Being equal, isn’t it the most difficult thing for a couple to achieve, if at all possible? Isn’t love ultimately about balancing power and control, desire and trust, over someone else’s body and mind? And how can that get out of hand when different economic and legal statuses begin shedding feelings? Michel Franco’s Dreams premiered at the 75th Berlinale and competing for the Golden Bear, wrestles with these very questions. The Mexican director reunites with leading star, Jessica Chastain, after their collaboration on his previous tender film Memory (2023). In Dreams they deliver a fierce portrait of a neo-colonial love story, a Pocahontas of the Trump era.
It’s night, in the middle of nowhere. A truck is swaying as people scream for help from inside. The migrants are trying to survive with what little air and space they have. Suddenly, when most of them appear to be dead, the doors open and they emerge as cannon fodder from the bowels of this metal monster. A young man, whose physicality is immediately striking, separates from the group and staggers forward into the unknown. His first stop is a diner on the highway, where he searches for water. There, a Mexican waitress on shift kicks him out as if he were a dog, only to pick him up a short time later, take him home, and offer him a meal and a shower. His journey continues to San Francisco, to a chic neighborhood. Knowing where the spare keys to the house are hidden, he easily lets himself into a sterile yet luxurious apartment overlooking the valley. After raiding the fridge, he installs himself in the master bedroom. His naked, sculpted buttocks winking at the audience from between the expensive sheets. A woman comes home and slips on top of him. Two people in love, is the first impression. But reality is there to confront the romantics. The young man is Fernando (Isaac Hernández), a young ballet dancer from Mexico City. The older woman is Jennifer (Chastain), a wealthy philanthropist from San Francisco. So close but yet so distant. The two met in Mexico City, as Jessica is the financier of the art academy where Fernando used to work. There they bloomed. Now, in San Francisco they dry out.
The differences between Jessica and Fernando couldn’t be more obvious: age, class, race, gender. Yet they seem to love each other. Asymmetry is only a weak euphemism for the unequal power relations that bind them together. The inequalities between the two are exacerbated by family and social prejudices. “We were happy in Mexico”, Jessica says at one point, implicitly meaning “where I had everything under control”, keeping Fernando in a golden cage and coming and going as she pleased. This game of presence and absence, of appearing and disappearing, becomes a weapon that the two take up in turn. Fernando has his own dreams and desires, as we learn when he talks about his former life in New York. He left Mexico to be with Jessica and to fulfill her dreams, mainly erotic ones. But he is also eager to seize any professional opportunity, which, because of his status as an undocumented migrant, will lead to his ruin. Fernando’s body is symbolically his greatest asset, but also his greatest obstacle, and ultimately his downfall. The key to love and acceptance, with Jessica as well as with his fellow dancer and choreographer, but also the evidence of his “crime”. In today’s USA, just being an undocumented migrant makes you a criminal. Premiering just weeks after Trump’s re-election, Dreams invites the public to reflect on what the United States has become. The land of dreams and promise, founded on the melting pot of migrants from all over the world, is now all about “America first” and “Make America great again”. Yes, but what “America”? White US.

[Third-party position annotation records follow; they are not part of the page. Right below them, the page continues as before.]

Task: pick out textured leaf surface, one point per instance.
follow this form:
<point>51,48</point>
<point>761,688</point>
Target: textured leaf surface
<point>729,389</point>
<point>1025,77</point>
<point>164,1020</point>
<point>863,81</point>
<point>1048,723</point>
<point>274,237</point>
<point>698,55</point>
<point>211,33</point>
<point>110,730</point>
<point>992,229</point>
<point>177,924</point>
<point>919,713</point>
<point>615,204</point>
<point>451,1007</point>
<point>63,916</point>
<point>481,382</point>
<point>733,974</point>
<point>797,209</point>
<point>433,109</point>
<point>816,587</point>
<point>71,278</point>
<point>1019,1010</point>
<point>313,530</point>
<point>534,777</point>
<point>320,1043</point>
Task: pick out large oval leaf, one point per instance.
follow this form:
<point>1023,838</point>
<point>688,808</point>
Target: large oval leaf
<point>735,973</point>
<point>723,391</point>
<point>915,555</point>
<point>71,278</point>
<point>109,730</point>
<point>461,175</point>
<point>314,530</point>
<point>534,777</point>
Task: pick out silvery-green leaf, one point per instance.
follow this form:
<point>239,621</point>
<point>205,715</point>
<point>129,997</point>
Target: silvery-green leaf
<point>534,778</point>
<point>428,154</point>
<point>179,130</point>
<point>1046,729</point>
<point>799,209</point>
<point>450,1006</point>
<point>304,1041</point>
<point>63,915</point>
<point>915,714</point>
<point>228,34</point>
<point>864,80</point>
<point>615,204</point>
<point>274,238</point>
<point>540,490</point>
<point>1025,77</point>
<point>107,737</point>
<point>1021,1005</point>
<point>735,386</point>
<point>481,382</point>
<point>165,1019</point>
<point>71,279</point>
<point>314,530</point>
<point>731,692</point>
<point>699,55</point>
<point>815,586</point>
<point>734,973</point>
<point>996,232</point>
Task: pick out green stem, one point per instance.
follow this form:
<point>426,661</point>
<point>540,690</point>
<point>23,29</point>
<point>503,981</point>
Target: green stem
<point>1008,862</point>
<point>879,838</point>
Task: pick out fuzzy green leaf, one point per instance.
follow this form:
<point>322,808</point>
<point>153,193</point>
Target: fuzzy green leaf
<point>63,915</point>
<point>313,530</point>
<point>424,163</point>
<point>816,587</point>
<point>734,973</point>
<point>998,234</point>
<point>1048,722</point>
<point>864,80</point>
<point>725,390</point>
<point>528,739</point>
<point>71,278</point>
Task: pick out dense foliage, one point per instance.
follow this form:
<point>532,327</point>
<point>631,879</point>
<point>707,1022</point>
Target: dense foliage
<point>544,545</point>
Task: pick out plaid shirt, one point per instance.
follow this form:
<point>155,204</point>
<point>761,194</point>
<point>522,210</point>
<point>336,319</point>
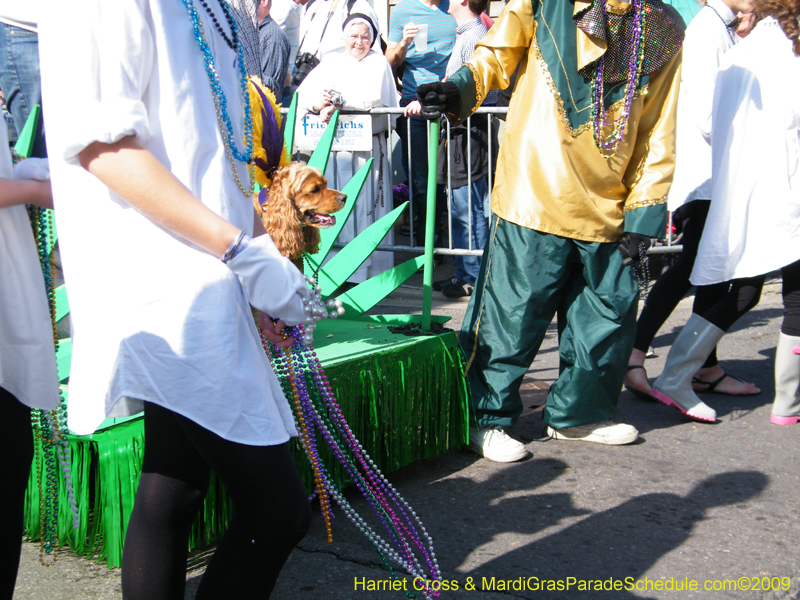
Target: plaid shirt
<point>467,35</point>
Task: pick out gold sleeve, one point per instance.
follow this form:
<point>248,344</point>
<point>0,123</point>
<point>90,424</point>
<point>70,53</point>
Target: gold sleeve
<point>649,172</point>
<point>496,56</point>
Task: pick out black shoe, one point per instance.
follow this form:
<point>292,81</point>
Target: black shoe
<point>458,289</point>
<point>443,283</point>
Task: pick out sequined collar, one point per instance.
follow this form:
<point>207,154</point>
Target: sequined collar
<point>613,37</point>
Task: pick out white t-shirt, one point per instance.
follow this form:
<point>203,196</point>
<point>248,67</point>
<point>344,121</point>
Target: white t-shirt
<point>154,318</point>
<point>27,355</point>
<point>707,40</point>
<point>753,224</point>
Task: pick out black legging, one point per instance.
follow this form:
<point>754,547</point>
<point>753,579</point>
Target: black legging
<point>743,295</point>
<point>271,512</point>
<point>16,450</point>
<point>791,299</point>
<point>673,285</point>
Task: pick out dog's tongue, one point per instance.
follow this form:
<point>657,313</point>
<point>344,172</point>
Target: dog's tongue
<point>325,220</point>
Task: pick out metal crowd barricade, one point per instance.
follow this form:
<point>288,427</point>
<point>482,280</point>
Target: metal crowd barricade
<point>416,238</point>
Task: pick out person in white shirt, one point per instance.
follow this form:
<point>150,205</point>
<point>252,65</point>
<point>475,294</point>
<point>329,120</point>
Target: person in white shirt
<point>151,187</point>
<point>708,37</point>
<point>28,377</point>
<point>755,154</point>
<point>321,30</point>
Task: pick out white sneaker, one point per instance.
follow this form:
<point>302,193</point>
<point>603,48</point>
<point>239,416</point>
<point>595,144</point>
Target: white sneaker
<point>496,445</point>
<point>604,432</point>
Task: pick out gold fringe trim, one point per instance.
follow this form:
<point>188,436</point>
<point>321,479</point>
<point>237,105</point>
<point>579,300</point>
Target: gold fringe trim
<point>645,203</point>
<point>480,92</point>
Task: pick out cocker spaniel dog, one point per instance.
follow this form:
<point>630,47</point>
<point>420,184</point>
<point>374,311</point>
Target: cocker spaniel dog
<point>295,207</point>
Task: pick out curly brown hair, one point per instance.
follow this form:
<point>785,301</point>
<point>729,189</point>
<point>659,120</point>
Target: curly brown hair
<point>786,12</point>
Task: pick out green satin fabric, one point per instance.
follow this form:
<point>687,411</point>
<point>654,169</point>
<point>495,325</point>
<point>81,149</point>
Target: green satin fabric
<point>526,278</point>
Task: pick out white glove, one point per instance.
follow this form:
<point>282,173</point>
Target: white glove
<point>274,285</point>
<point>32,168</point>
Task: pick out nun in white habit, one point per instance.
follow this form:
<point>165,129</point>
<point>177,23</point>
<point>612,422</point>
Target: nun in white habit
<point>364,80</point>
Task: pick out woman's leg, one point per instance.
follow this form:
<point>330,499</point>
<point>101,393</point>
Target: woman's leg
<point>668,290</point>
<point>743,295</point>
<point>791,299</point>
<point>16,449</point>
<point>173,484</point>
<point>695,342</point>
<point>271,514</point>
<point>786,406</point>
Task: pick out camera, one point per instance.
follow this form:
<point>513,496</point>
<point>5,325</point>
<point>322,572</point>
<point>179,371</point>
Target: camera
<point>336,98</point>
<point>304,63</point>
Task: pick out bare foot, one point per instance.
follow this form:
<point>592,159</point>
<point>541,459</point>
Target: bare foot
<point>730,385</point>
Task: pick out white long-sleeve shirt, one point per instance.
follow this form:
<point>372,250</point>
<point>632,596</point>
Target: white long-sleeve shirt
<point>708,38</point>
<point>753,224</point>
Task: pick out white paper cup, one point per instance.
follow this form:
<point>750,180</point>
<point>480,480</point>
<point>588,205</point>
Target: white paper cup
<point>421,39</point>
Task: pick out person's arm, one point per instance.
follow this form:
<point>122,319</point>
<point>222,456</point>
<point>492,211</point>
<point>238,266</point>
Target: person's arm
<point>26,191</point>
<point>136,176</point>
<point>396,51</point>
<point>494,61</point>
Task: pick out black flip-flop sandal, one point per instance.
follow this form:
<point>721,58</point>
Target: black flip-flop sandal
<point>711,386</point>
<point>632,388</point>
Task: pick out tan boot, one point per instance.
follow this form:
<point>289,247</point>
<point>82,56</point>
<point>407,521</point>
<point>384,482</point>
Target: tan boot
<point>687,355</point>
<point>786,407</point>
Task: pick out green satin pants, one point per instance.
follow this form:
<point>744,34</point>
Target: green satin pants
<point>526,277</point>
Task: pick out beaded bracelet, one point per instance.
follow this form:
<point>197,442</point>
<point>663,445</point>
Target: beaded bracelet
<point>240,243</point>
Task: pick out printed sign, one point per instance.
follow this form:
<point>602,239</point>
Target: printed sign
<point>353,133</point>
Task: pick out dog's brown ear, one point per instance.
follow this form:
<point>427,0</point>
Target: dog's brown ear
<point>257,205</point>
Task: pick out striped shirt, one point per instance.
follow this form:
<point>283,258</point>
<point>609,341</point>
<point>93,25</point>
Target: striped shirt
<point>467,35</point>
<point>431,65</point>
<point>275,50</point>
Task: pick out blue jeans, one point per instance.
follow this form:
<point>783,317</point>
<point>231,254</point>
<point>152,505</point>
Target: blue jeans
<point>467,266</point>
<point>19,77</point>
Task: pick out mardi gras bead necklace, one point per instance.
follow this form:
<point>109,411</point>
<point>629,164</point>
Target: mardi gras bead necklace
<point>50,427</point>
<point>608,145</point>
<point>233,41</point>
<point>221,101</point>
<point>319,416</point>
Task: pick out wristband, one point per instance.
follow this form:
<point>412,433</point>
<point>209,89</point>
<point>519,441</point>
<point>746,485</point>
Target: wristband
<point>240,243</point>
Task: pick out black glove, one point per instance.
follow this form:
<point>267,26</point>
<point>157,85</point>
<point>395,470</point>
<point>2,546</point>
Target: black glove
<point>437,98</point>
<point>633,247</point>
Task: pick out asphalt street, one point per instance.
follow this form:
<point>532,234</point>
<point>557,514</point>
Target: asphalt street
<point>687,509</point>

Colonial history has never been more evident. Jessica’s extreme sexualization of Fernando’s racialized body is only the most obvious sign of a more complex relationship of subalternity between the two. How she provides him with money, shelter, clothes, and food on her terms emphasizes the dependency. When she asks him not to speak Spanish with his countrymen in her presence, the mission of civilization is in full swing. She is, after all, a philanthropist, full of love and good intentions, but very unidirectional. Even the obvious signs of loneliness and neurosis don’t make it easier to sympathize with such a manipulative egocentric character, incapable of empathy. When Fernando shows any desire, it is immediately suppressed or ignored. He is here to please, as a pet, and Mexico is the ultimate place for that. In Jessica’s imagination, as in that of the US people, it is the place of good food, sun, color, and desire. There, Jessica suddenly wears airy, embellished dresses instead of monochrome, geometric ones. The house is full of colors and plants, very different from the ascetic one in San Francisco. Sometimes music plays in the background and friends come over to visit. Director Franco manages to convey the overarching dichotomy that dominates the protagonists’ lives through small, piercing details, in which the senses also play an important role. DoP Yves Cape provides the images for this detailed investigation of the development of this historical, anthropological, and sociological relation between the US and its closest neighbor, Mexico, at a time when reflection on power relations among the two is much needed.